La justice cognitive désigne les conditions d'une autonomie intellectuelle partagée. Elle apparaît lorsque l'on comprend que la question numérique n'est pas seulement celle des usages individuels, mais aussi celle de leur distribution sociale. Tous n'entrent pas dans le monde algorithmique de la même manière. Certains apprennent à se servir des systèmes, à en comprendre les logiques, à garder une distance critique, à transformer l'IA en appui de pensée. D'autres sont surtout conduits à consommer des réponses, à dépendre d'assistances, à se former dans un univers de validation permanente. La justice cognitive nomme cette ligne de fracture : qui apprend à maîtriser les médiations techniques, et qui apprend à vivre sous leur emprise ?
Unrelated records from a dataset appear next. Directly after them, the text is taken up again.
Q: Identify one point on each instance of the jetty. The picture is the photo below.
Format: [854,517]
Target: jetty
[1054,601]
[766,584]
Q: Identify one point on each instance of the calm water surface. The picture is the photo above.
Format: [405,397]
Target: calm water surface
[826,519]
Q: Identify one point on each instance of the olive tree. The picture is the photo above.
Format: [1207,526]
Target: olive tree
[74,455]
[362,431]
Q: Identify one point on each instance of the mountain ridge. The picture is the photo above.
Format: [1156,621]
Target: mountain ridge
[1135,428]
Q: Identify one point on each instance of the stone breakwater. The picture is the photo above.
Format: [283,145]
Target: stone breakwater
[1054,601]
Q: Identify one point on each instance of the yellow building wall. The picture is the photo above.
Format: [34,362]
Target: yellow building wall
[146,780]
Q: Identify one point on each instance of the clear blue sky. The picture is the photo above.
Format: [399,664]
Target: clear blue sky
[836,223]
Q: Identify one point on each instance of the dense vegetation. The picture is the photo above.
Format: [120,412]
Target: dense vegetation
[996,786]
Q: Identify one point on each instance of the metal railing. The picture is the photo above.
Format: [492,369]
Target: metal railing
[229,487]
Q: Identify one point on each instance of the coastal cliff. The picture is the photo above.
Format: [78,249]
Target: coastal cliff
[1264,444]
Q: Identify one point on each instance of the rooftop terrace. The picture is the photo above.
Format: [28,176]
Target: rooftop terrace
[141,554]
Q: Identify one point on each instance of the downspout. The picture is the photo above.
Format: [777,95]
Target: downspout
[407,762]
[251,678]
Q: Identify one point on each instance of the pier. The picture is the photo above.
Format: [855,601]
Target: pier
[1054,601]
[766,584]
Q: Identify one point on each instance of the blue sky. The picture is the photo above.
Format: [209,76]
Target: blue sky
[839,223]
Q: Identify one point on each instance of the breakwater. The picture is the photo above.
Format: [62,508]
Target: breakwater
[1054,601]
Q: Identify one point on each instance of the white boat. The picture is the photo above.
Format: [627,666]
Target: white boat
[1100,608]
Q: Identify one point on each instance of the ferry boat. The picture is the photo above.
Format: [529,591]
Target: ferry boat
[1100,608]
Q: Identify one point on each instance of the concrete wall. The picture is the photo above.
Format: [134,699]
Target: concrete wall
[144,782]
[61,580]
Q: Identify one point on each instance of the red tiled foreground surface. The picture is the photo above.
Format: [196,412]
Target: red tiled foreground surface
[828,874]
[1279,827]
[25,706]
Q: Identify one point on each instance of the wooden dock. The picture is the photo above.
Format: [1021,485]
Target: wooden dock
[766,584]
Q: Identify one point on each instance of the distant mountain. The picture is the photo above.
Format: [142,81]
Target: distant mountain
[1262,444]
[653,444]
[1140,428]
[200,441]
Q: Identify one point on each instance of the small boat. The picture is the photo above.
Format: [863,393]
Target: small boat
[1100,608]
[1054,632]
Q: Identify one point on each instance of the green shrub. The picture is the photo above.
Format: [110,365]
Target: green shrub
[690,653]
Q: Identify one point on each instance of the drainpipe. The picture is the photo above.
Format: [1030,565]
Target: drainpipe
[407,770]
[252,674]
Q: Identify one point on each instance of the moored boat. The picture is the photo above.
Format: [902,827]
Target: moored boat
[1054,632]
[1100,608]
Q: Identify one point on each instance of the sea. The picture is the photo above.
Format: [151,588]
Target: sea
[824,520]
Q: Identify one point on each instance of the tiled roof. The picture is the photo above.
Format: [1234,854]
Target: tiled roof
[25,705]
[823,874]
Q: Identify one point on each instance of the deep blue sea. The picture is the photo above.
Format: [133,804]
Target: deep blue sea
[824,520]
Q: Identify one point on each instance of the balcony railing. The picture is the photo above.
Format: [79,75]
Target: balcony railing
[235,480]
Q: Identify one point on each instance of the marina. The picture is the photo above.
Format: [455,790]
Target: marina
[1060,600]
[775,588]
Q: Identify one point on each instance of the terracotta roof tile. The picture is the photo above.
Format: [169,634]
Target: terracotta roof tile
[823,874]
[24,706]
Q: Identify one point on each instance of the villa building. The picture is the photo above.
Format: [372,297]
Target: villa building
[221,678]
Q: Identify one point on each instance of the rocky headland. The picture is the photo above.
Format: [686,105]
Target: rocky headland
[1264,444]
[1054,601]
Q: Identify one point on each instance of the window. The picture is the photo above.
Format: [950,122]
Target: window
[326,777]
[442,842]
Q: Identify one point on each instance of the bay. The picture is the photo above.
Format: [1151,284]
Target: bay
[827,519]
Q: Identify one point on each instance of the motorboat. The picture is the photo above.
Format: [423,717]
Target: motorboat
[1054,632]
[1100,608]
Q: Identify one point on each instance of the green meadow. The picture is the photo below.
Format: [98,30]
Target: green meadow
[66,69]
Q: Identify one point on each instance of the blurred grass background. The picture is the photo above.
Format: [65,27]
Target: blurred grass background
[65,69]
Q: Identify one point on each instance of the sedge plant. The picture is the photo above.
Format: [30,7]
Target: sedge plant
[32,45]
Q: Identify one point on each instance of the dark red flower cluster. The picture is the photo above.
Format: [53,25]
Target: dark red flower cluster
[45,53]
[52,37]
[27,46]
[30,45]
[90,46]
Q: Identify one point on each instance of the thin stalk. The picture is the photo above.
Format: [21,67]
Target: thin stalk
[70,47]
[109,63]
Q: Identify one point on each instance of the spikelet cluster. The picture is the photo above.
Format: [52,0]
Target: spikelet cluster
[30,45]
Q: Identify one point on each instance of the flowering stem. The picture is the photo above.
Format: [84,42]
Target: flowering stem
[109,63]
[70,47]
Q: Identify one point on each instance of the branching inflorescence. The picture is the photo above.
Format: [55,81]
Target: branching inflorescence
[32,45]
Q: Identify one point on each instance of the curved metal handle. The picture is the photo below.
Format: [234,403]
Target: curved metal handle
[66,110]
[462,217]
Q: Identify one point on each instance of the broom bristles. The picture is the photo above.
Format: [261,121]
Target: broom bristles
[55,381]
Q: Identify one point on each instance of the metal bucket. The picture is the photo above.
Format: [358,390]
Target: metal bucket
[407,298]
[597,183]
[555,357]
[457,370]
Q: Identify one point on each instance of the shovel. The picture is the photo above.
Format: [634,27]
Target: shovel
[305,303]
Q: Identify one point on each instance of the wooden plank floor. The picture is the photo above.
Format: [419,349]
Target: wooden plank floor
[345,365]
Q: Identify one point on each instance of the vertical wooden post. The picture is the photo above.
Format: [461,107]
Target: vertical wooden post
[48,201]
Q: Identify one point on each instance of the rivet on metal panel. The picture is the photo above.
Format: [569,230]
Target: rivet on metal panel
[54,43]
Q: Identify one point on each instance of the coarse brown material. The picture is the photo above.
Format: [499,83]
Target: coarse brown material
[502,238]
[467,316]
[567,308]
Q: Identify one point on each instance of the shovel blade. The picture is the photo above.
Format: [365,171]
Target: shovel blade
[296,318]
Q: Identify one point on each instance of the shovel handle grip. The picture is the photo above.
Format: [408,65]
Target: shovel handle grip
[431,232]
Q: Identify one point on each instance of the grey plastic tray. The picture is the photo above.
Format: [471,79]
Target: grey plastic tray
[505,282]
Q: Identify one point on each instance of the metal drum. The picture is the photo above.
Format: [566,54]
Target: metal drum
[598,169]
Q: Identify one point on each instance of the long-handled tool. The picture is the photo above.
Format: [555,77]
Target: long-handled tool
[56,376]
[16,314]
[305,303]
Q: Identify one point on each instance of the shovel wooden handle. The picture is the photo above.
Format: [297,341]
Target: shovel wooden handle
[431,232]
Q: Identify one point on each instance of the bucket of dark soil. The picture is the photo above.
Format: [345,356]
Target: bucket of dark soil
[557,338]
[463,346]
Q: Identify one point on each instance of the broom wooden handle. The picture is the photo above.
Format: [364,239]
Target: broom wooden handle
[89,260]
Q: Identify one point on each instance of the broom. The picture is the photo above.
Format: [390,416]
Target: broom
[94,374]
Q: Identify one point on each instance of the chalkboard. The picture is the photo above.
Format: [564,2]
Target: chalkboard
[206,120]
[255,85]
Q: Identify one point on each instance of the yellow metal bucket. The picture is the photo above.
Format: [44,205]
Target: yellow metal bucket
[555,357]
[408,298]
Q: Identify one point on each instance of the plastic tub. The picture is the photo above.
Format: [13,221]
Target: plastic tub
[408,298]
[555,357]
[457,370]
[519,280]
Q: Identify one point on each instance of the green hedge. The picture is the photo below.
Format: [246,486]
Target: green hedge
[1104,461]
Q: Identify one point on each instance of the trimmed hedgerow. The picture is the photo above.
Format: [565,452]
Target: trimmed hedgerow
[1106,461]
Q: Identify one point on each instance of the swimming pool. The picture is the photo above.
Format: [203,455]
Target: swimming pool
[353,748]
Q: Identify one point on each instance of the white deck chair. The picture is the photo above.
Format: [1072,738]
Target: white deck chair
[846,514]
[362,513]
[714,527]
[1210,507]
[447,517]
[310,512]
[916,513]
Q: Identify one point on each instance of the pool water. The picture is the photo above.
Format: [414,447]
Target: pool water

Le prolongement naturel de la dépossession
La dépossession du sujet éducatif décrit un transfert progressif de mémoire, de jugement, d'orientation et de décision vers des systèmes opaques. La justice cognitive en est le prolongement naturel, et même politique, parce qu'une dépossession n'est jamais neutre ni également répartie. Dès lors que cette perte de maîtrise touche différemment les sujets selon leurs milieux, leurs médiations et les cadres dans lesquels ils apprennent, elle cesse d'être seulement un problème d'usage pour devenir une question de justice.
Une même technologie peut devenir, pour les uns, un instrument de clarification, d'exploration ou de création ; pour les autres, un dispositif de dépendance douce, de simplification appauvrissante ou de soumission aux recommandations. Dans le multivers cognitif, où les provenances se brouillent, la capacité de discerner les médiations devient elle-même une ressource inégalement distribuée. Dans l'anomie numérique, où les repères collectifs tardent à se reconstituer, ceux qui disposent déjà du moins de cadres sont aussi les plus exposés. Le problème n'est donc pas seulement ce que les outils font en général. C'est la manière inégale dont les sujets sont préparés, accompagnés ou livrés à eux.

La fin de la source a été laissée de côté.